The way out of the current jumbled FM and ME/CFS morass, he believes, is to do what the AHRQ study and P2P reports recommended; break up the silo's and regularly include FM and ME/CFS (and other) patients in the same studies. Given the new approach the NIH is taking and the reinvention of the ME/CFS field that is occurring, that will hopefully be done as a matter of course. When that occurs the concerns that ME/CFS will continue to get subsumed into FM will disappear.
A bigger concern, right now, is FM itself; it's still a rich research field but the emphasis in ME/CFS on networking and collaborating to understand the molecular underpinnings of the disease is not present.
With the NIH more and more focused on the problem of pain, FM research should be ascendant but for some reason it's not. Instead, FM is losing its way in the NIH a bit. It's sponsor at the NIH (NIAMS) is almost wholly focused on behavioral disorders.
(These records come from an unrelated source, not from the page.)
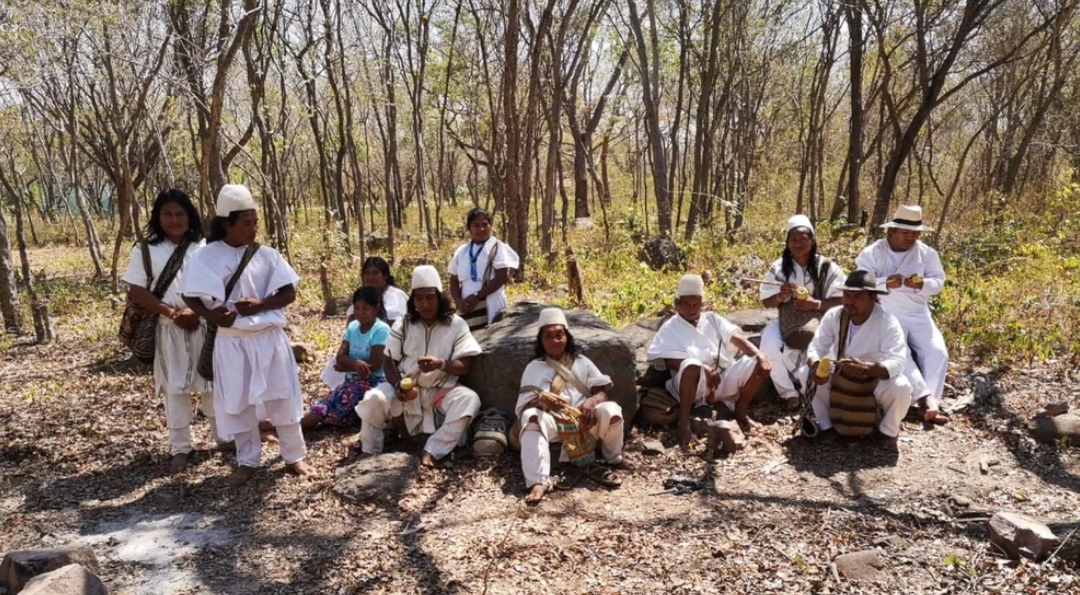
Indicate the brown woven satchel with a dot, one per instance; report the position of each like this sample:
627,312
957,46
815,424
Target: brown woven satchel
138,326
851,401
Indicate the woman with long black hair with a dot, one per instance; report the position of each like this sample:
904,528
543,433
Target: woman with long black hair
173,235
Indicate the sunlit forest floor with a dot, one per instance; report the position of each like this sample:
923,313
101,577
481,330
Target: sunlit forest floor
83,451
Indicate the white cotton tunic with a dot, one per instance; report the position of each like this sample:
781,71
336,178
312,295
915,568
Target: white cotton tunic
409,341
176,350
919,259
878,340
253,361
801,278
540,374
460,266
710,341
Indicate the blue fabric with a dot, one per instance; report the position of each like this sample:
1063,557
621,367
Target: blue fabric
361,343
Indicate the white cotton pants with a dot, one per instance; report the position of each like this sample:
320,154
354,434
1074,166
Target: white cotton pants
250,444
539,430
930,350
893,396
178,417
785,361
375,413
731,380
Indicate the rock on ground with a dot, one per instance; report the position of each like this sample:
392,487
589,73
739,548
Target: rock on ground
496,374
383,477
1050,430
21,566
1022,536
861,566
68,580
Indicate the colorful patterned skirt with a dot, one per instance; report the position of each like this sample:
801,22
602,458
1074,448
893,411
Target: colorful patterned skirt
338,408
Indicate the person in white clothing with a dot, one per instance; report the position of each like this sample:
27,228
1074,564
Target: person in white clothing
254,370
576,380
783,341
913,272
433,347
874,348
174,226
701,349
478,272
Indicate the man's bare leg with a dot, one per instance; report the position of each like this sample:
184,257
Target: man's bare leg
299,468
746,394
687,394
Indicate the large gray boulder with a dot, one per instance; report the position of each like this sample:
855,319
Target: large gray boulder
509,343
68,580
23,565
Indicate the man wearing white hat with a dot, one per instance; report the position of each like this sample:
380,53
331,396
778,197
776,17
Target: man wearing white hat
254,370
433,347
867,345
577,382
785,338
701,349
913,273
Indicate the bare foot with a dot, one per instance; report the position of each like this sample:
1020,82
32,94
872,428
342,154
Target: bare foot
241,475
685,433
535,495
299,468
178,463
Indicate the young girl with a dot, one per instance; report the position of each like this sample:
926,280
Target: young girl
254,369
174,226
360,356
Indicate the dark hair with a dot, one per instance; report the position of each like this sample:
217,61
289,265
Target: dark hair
475,214
444,315
368,295
538,349
217,226
154,233
378,262
787,261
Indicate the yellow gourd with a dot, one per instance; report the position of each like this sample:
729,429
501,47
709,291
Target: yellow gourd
823,368
407,389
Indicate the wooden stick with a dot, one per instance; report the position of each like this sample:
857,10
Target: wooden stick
747,281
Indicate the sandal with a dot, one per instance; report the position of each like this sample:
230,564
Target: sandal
566,478
604,476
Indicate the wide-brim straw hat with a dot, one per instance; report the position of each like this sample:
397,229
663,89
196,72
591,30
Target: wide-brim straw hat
908,216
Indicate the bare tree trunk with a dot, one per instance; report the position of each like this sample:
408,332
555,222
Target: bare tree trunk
9,291
650,95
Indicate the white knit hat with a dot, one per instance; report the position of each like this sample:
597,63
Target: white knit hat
232,198
690,285
552,315
908,217
799,220
424,276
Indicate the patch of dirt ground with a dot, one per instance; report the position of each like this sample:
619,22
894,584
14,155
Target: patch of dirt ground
83,458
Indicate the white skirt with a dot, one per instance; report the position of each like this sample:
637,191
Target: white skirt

That's almost unthinkable in ME/CFS partially because of the outcry it would raise in the patient community. This is not to say that there's not a lot of wonderful FM research; there is - but it could be better.
Natelson's editorial highlights a singularly important factor for multi-symptomatic, poorly understood diseases like ME/CFS and FM that can all too easily be shoved into a psychological box because they don't fit standard categories: precision is key and lumping is out.